2.青山学院大学教授・福井義高氏の公共サービスのGDPへの計上の考え方からおもうこと
中心はスイスの国がしたたかな中立国でそれは強固なる「武装中立国」であるということに焦点をあてた二人の’賢いひと’の対談である。
私の目がとまったのは福井教授の公共サービスのGDPへの計上の考え方であったので以下紹介しておきたい。
日本国民への警鐘なのである。小がが目をとどめたのは、日本ではGDPのカウントで政府など提供する公益サービスが計上されていないという指摘の部分であった。
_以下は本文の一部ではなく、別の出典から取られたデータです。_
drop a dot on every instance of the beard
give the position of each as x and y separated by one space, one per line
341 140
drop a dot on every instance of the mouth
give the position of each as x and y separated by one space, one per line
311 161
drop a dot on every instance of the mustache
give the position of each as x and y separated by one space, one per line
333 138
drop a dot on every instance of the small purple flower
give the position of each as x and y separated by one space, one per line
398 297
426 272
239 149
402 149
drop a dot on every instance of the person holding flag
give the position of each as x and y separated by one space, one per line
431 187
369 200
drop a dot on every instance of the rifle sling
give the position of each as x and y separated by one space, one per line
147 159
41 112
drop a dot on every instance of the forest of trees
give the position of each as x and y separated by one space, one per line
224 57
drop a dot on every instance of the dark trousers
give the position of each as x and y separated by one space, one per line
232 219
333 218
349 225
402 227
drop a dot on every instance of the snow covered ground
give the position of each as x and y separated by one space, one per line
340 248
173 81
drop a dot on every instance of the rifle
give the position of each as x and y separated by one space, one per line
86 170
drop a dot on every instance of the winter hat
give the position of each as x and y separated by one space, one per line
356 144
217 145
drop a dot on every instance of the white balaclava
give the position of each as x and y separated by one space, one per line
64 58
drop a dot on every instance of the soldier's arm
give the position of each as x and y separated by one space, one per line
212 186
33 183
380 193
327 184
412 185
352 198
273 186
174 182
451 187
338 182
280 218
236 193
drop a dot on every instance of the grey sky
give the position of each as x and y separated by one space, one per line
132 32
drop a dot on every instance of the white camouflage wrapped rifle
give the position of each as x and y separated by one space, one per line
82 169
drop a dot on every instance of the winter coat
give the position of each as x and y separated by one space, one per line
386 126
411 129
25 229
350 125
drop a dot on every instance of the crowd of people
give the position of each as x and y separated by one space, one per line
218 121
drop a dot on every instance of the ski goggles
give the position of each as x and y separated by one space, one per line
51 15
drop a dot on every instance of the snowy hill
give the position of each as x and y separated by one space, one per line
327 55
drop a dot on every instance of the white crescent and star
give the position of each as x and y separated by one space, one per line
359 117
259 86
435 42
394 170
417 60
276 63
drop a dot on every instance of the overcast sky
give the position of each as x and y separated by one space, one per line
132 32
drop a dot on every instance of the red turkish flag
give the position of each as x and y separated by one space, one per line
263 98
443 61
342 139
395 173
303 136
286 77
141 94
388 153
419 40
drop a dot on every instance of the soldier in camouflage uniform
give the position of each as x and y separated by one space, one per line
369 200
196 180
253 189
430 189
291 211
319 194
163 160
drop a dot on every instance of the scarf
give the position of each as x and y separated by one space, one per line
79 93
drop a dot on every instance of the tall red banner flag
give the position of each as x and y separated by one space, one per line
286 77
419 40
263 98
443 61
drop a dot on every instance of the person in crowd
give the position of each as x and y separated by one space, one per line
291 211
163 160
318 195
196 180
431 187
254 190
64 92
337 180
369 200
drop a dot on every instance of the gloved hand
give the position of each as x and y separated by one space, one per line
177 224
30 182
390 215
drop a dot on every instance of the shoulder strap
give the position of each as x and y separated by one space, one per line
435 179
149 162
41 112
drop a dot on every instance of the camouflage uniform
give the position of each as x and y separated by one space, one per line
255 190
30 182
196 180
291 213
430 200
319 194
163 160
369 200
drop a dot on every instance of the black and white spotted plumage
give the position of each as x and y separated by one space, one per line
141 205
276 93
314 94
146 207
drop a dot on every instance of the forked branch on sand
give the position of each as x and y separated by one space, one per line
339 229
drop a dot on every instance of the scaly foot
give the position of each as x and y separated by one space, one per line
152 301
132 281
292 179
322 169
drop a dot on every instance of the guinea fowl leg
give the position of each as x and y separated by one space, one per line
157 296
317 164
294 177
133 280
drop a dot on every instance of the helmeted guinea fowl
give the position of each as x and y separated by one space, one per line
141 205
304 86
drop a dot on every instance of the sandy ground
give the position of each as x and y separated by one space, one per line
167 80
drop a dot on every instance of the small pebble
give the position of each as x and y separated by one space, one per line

たとえば医療費でみると高齢者比率の高い日本をベースにして比較すると先進各国のそれは数倍から十倍程度まで大きく、日本の医療の質は非常にたかいという。公益サービスを市場価格ベースへの翻訳をすると、つまり購買力平価ベースに変換したGDPにすると、福井教授いわく 20パーセントから30パーセント日本のGDPは大きく計上されるという。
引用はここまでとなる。